1001 Flicks

Regularly updated blog charting the most important films of the last 104 years.

Sunday, May 23, 2010

384. Dog Star Man (1962)

















Directed By Stan Brakhage

Synopsis

A man climbs a snowy hill with his dog... and shit.

Review

Well this is half an hour of my life I won't get back (I didn't watch the whole cycle of films from 61 to 64, only Part I from 1962). I know this will annoy plenty of uptight film students but it was not the most enjoyable experience. I suspect it would be better in the correct context, but in front of my PC it didn't do much for me.

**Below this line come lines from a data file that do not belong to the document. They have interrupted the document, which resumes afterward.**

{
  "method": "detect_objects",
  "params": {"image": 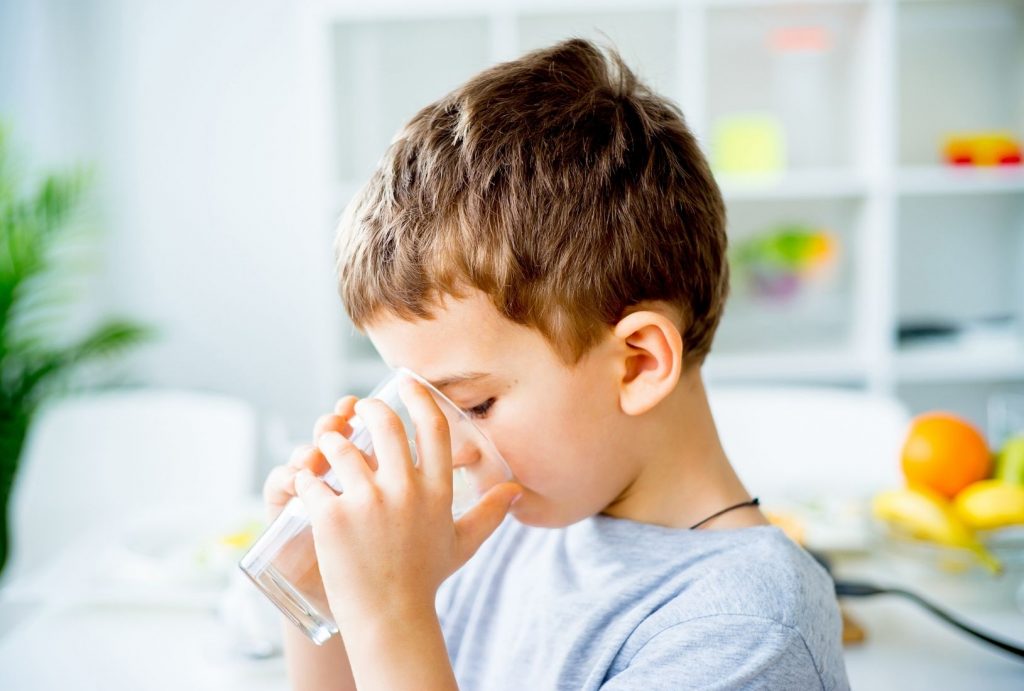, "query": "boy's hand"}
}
[263,396,358,521]
[295,379,521,637]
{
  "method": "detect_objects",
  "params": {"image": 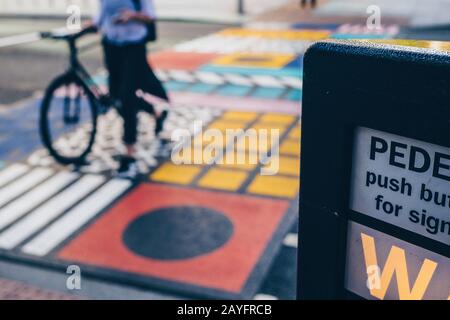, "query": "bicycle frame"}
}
[66,34,106,104]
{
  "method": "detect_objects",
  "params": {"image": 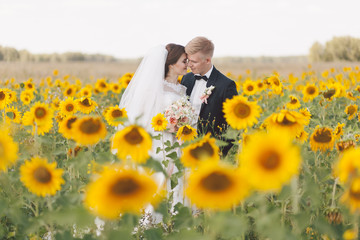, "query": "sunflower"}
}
[334,148,360,183]
[24,78,35,91]
[151,113,168,132]
[20,157,64,197]
[176,125,197,142]
[242,79,258,96]
[70,117,107,145]
[22,111,53,135]
[59,115,78,139]
[323,83,341,101]
[223,96,260,129]
[110,83,122,93]
[334,123,345,140]
[239,131,301,191]
[20,95,31,105]
[266,74,283,95]
[185,162,250,210]
[75,97,97,114]
[303,83,319,102]
[180,133,220,168]
[345,104,358,120]
[286,95,301,109]
[296,130,309,143]
[5,107,21,123]
[310,127,335,151]
[60,97,78,116]
[340,177,360,213]
[104,106,127,126]
[336,140,356,152]
[265,109,309,137]
[84,166,157,219]
[50,97,60,111]
[0,130,19,171]
[30,102,54,125]
[0,88,10,109]
[256,79,266,92]
[112,125,152,163]
[299,108,311,122]
[19,90,35,105]
[63,85,76,97]
[79,87,92,97]
[4,88,17,104]
[95,78,110,93]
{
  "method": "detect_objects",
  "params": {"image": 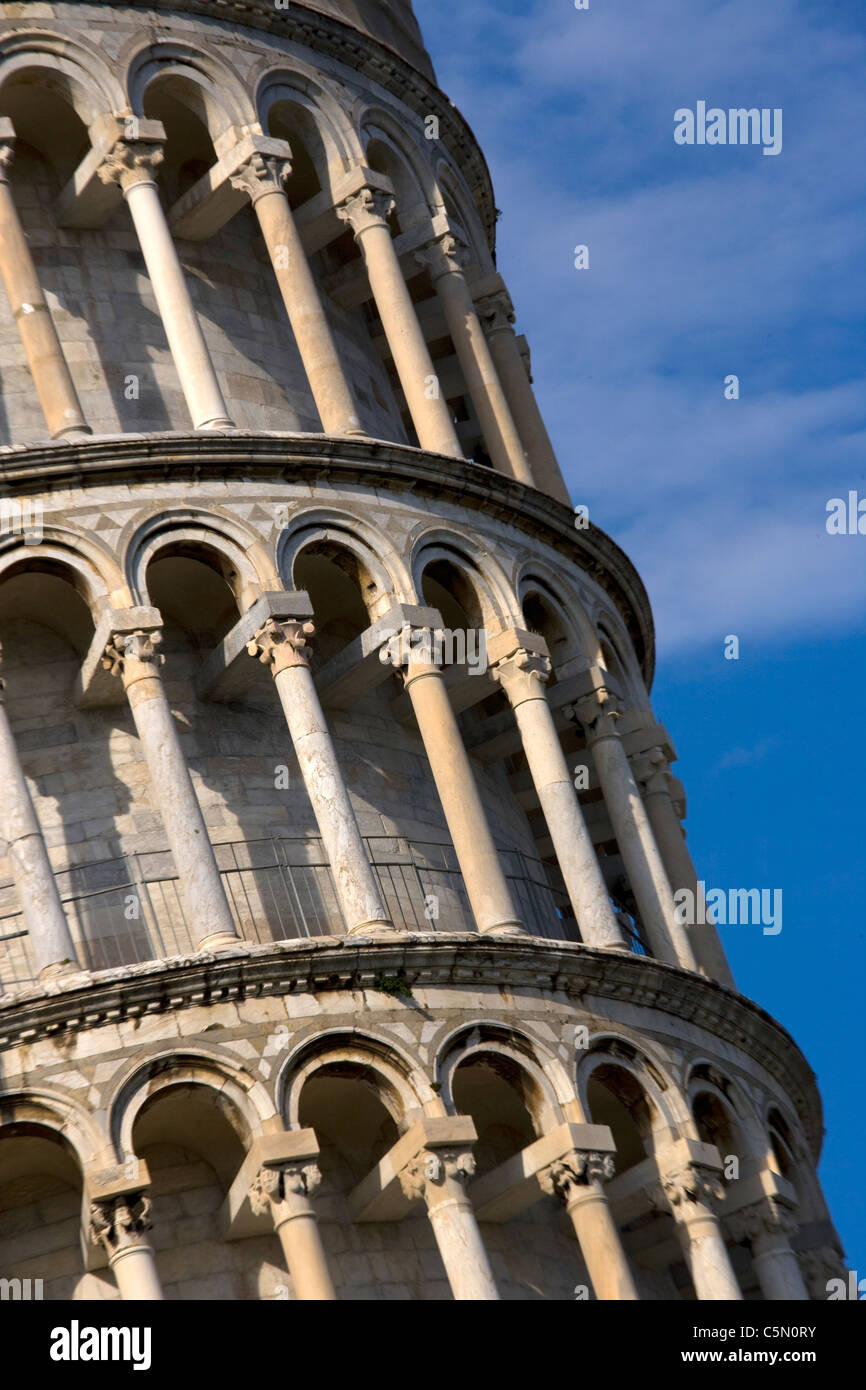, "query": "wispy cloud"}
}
[416,0,866,649]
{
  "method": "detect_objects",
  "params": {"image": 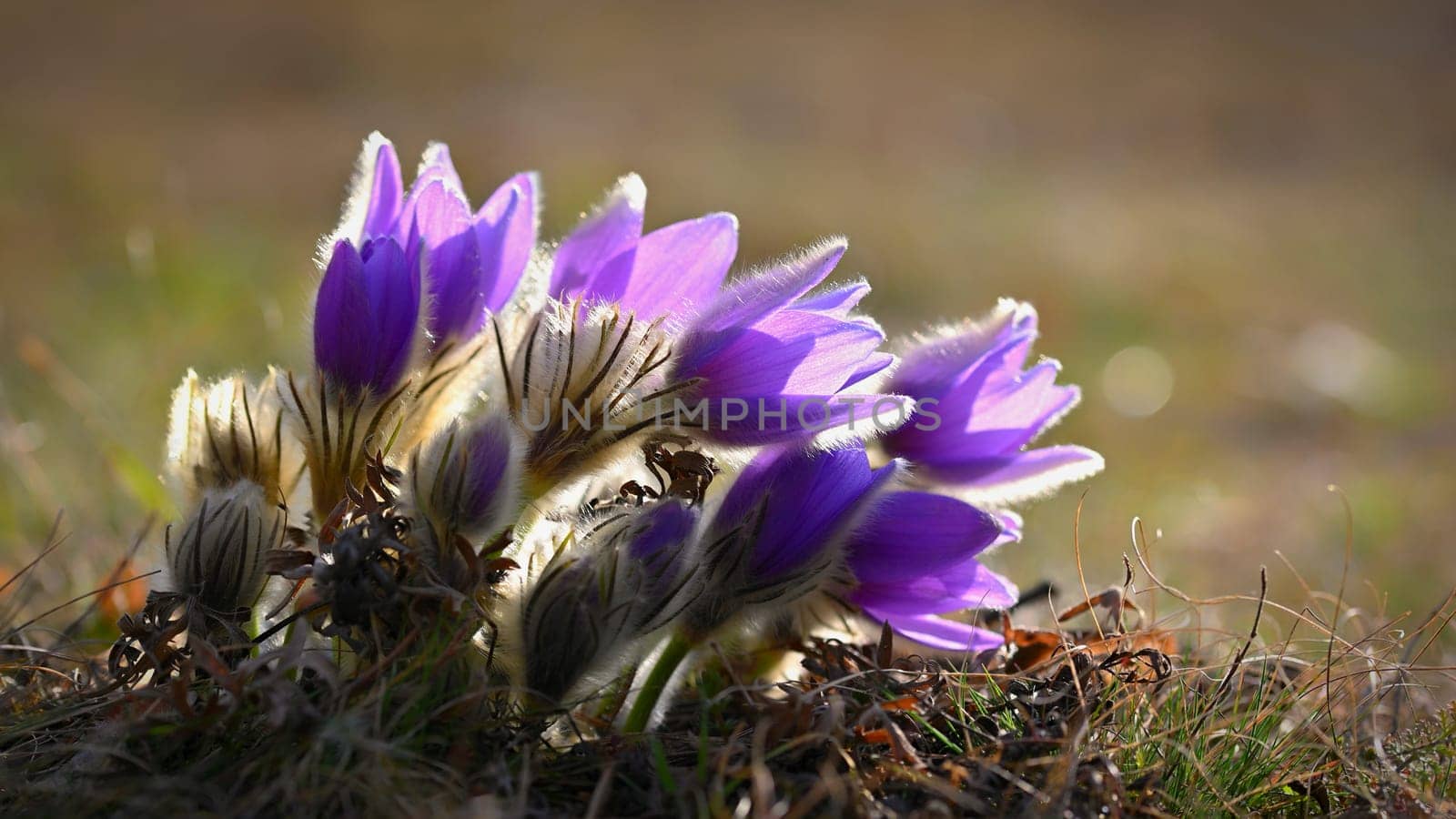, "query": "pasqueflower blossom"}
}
[844,491,1016,652]
[167,369,301,506]
[551,174,738,320]
[167,480,284,613]
[668,239,908,444]
[687,446,1016,641]
[624,444,1016,730]
[521,499,697,701]
[878,298,1102,502]
[313,236,420,402]
[335,133,537,343]
[403,412,522,589]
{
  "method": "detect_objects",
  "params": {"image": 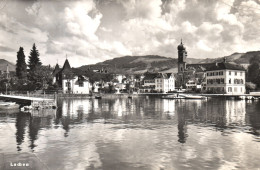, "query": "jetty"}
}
[0,95,57,108]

This is not to say that I don't recognise its importance or its worthiness as a presence on this list. This is cinema at its most experimental something which was all too infrequent from the beginning of talkies until the 60s, and in that sense Brakhage was playing with film in an original and worthy way, just not in one which is particularly exciting for the viewer.

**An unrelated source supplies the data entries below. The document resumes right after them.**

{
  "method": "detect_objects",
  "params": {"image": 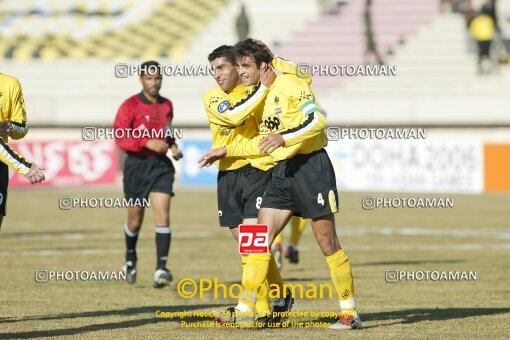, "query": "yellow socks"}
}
[326,249,356,314]
[241,255,271,316]
[271,233,283,248]
[288,216,306,247]
[236,254,276,313]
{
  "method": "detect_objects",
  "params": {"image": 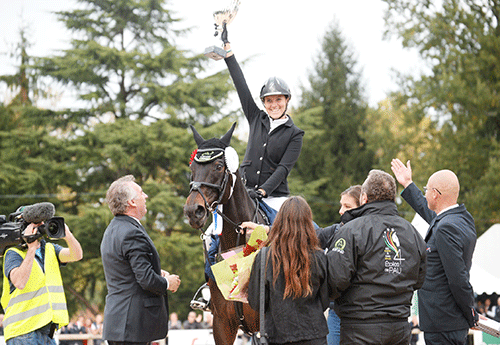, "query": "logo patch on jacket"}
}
[332,238,346,254]
[384,228,405,274]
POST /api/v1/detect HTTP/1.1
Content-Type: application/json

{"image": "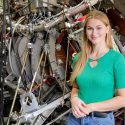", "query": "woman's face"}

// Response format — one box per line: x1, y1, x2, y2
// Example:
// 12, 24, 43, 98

86, 19, 109, 45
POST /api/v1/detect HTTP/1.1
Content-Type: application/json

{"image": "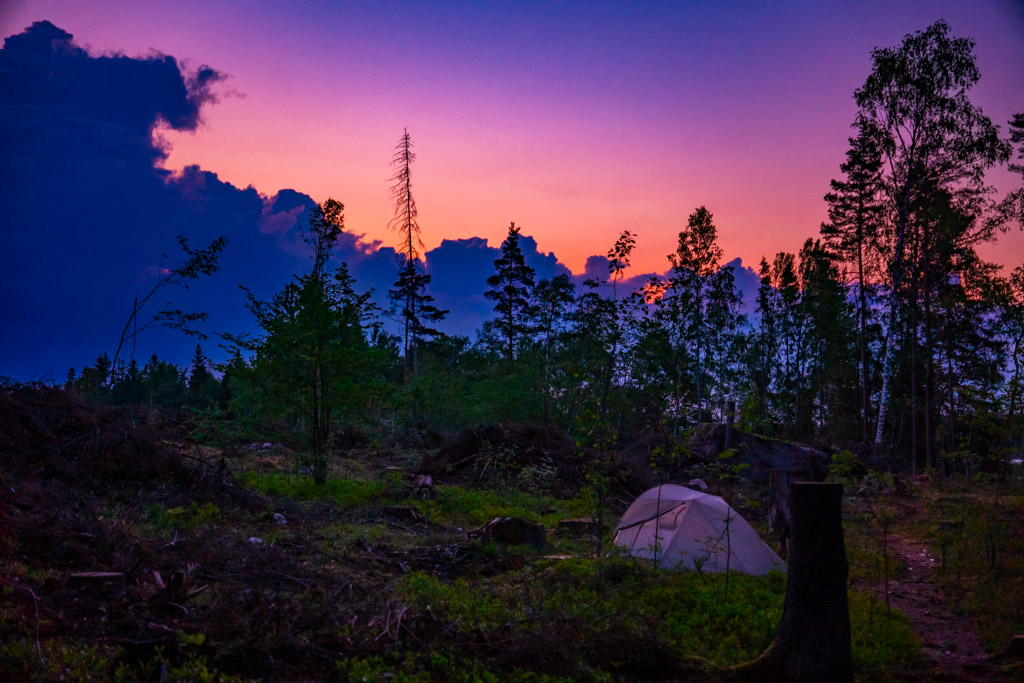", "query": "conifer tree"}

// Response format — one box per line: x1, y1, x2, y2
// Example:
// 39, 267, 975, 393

388, 129, 447, 381
483, 222, 535, 366
821, 116, 885, 442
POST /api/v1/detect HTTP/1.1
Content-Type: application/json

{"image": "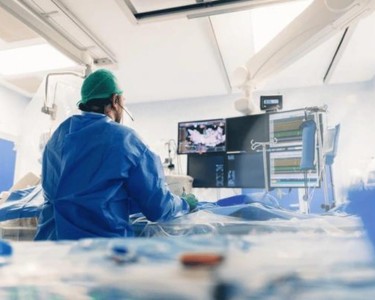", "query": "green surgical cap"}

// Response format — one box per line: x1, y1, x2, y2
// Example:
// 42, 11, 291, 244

78, 69, 122, 105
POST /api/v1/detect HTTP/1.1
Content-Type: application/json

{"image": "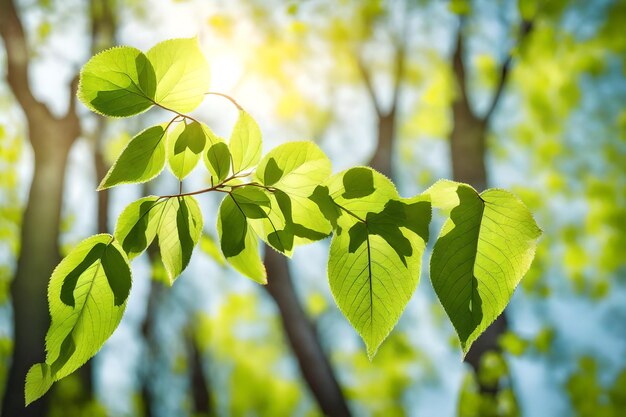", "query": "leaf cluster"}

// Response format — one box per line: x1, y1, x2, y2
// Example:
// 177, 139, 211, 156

I would also figure that the film would be greatly enhanced by mind altering substances, which I didn't partake of. It is half an hour of silent film with images bombarding the viewer more often than not being completely abstract. What I probably found most interesting about it were the parallels between the film and the Philip K. Dick "Do Android's Dream of Electric Sheep" Mercerism thing where they get absorbed into a film of a man climbing a hill and falling down becoming almost a religious experience. I seemed to be missing an "empathy box" for this film, however.

Final Grade

6/10

Trivia

From Wikipedia:

The film is part of the by Brakhage: an Anthology Criterion collection DVD.

The same footage was also made into a much longer film, The Art of Vision. Both are generally considered the masterpieces of his first mature period.